As she talked we watched Massoud sew up the leg and then sew up the gunman’s head. As he worked on them he argued angrily with them, his face white with rage. I watched him not knowing what he was saying but knew our fate laid with his arguments. Knew that these two men were anti Shah and pro Khomeini and my being a foreigner was not going to save me. Could see in their eyes hatred and rage when they looked at me. Saw them look at my breasts and knowing I looked much older than 10, understood what that look meant. Soriaya wasn’t really afraid, I realized that despite being 4 years older she didn’t understand the danger. I looked at her and wondered at her naivete and ignorance. I was watching Massoud wondering what he would bargain with for our freedom and grew afraid that it would be me that would be the price for their freedom. With the number of dark looks shot towards the window where we stood I became more and more sure that I was going to be the price they demanded for their safety. Watching Massoud’s face I realized that the reason she had nothing to fear, was that there was nothing to fear. They weren’t going to hurt Massoud or Soriaya, it was me Massoud was trying to free. I was blond, blue eyed, built like I was 16 and I was a foreigner, good for raping then selling or just selling or holding hostage for money from whatever country I was from. I was the one in danger not them it had all been threats and no action not even a slap or a backhand to show they meant business. I stood there looking down at Massoud and he looked up and he saw I understood what was really happening and winked and turned away back to sewing up the flesh over the exposed skull of the gunman.
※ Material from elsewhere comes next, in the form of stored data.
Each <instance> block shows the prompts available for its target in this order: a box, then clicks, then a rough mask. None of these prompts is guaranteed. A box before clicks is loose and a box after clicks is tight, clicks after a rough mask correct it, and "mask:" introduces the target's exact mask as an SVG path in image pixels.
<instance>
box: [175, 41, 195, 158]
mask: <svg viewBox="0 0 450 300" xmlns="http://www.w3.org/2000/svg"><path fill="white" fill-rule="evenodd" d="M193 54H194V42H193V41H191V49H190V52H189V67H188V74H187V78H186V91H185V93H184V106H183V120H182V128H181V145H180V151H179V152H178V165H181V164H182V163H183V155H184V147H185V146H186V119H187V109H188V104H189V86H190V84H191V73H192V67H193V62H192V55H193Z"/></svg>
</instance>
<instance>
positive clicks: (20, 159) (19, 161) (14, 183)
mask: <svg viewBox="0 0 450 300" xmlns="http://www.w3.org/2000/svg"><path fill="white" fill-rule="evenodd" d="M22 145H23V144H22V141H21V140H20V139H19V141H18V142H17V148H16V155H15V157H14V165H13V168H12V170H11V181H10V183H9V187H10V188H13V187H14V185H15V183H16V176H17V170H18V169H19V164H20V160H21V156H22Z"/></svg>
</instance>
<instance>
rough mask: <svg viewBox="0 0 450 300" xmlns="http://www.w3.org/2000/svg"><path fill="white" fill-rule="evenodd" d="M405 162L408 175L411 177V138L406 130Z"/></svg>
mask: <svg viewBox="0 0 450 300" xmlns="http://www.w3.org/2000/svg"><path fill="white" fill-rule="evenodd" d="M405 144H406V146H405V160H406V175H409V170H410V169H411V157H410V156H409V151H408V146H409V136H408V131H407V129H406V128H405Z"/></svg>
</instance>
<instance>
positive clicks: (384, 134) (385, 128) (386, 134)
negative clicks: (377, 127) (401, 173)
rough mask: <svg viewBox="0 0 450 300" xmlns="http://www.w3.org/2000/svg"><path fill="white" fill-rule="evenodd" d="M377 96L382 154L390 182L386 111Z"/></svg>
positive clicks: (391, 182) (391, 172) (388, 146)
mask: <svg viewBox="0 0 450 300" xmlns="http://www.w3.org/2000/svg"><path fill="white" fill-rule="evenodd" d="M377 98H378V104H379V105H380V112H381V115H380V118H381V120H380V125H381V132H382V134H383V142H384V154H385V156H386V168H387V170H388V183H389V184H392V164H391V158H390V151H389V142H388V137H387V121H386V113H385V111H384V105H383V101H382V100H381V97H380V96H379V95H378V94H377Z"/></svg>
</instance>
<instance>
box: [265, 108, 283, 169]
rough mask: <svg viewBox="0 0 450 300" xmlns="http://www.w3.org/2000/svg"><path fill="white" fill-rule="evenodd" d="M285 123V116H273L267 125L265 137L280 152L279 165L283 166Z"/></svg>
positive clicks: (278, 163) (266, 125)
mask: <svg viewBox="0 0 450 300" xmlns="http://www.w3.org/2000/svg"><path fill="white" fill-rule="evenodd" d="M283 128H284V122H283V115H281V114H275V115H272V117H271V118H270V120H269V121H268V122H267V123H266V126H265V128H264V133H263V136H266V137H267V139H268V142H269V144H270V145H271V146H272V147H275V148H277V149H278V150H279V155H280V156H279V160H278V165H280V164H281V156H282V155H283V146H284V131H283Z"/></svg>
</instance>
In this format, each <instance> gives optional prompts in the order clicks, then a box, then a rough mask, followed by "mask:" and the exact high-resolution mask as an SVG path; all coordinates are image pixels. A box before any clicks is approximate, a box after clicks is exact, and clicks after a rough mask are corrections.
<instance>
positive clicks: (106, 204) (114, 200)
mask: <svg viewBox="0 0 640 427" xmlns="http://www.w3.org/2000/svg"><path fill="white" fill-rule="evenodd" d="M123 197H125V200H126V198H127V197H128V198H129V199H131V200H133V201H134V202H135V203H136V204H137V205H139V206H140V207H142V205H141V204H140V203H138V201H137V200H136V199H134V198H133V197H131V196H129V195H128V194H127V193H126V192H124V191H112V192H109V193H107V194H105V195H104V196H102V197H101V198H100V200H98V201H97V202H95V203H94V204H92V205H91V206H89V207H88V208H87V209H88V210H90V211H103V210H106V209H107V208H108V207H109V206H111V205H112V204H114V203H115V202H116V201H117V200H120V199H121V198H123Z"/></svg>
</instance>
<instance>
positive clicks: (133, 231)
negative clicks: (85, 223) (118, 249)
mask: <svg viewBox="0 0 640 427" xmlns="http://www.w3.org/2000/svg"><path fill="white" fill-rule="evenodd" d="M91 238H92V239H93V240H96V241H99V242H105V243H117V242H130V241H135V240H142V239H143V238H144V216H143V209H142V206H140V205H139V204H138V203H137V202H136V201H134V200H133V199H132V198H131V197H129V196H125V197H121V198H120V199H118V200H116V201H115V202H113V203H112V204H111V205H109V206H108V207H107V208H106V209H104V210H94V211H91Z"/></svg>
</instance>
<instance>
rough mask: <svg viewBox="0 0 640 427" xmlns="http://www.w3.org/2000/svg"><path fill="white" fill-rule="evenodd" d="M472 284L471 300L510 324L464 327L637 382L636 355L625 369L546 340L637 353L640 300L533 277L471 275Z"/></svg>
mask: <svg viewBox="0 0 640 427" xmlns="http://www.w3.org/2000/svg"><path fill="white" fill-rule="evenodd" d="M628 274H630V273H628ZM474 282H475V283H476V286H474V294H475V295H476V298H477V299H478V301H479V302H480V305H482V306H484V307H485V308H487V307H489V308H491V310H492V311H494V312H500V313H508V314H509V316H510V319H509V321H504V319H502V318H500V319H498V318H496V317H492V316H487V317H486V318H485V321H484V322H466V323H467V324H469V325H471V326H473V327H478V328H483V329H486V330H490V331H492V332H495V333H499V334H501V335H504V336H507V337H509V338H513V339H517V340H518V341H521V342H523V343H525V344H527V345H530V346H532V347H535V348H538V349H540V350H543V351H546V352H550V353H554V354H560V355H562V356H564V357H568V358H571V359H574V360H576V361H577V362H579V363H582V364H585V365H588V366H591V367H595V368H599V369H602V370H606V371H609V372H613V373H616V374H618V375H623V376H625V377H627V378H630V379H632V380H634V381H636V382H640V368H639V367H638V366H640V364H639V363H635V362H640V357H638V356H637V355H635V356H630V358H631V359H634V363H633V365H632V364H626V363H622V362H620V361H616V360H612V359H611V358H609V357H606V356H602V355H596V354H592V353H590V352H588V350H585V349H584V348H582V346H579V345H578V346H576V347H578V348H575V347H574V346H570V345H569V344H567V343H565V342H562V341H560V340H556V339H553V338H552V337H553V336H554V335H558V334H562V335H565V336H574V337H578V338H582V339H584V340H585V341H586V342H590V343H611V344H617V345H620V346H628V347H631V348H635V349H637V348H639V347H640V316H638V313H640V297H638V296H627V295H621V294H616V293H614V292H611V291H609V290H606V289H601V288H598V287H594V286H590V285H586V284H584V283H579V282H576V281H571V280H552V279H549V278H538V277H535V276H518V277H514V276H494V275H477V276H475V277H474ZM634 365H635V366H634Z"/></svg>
He had done it he had won my freedom, I never knew what he bargained for me never knew what he had promised them, he would never talk about it just hug me and kiss my cheek and call me his jolie, his beautiful.
 Soriaya and I waited in the house until dark and the two men climbed back over the back wall and disappeared. I went home and never told my mother about the men and that I had been a hostage for a day. She wasn’t as angry as I thought she would be that I hadn’t gone to school that I had been late. She had gotten a phone call saying that I wasn’t at school and then she got another phone call telling her about the riot and so when she got home and saw me there she only did some shouting now hitting. You see my bus stop was in the town graveyard right where the riot had been and if I hadn’t been late and fallen in the mud I would’ve shown up right in the middle of the riot turned bloodbath.

I never told anyone about my day as hostage until I was much older and I never did find out how Massoud won my freedom, and I never will, he drowned when I was 12, he was only 22.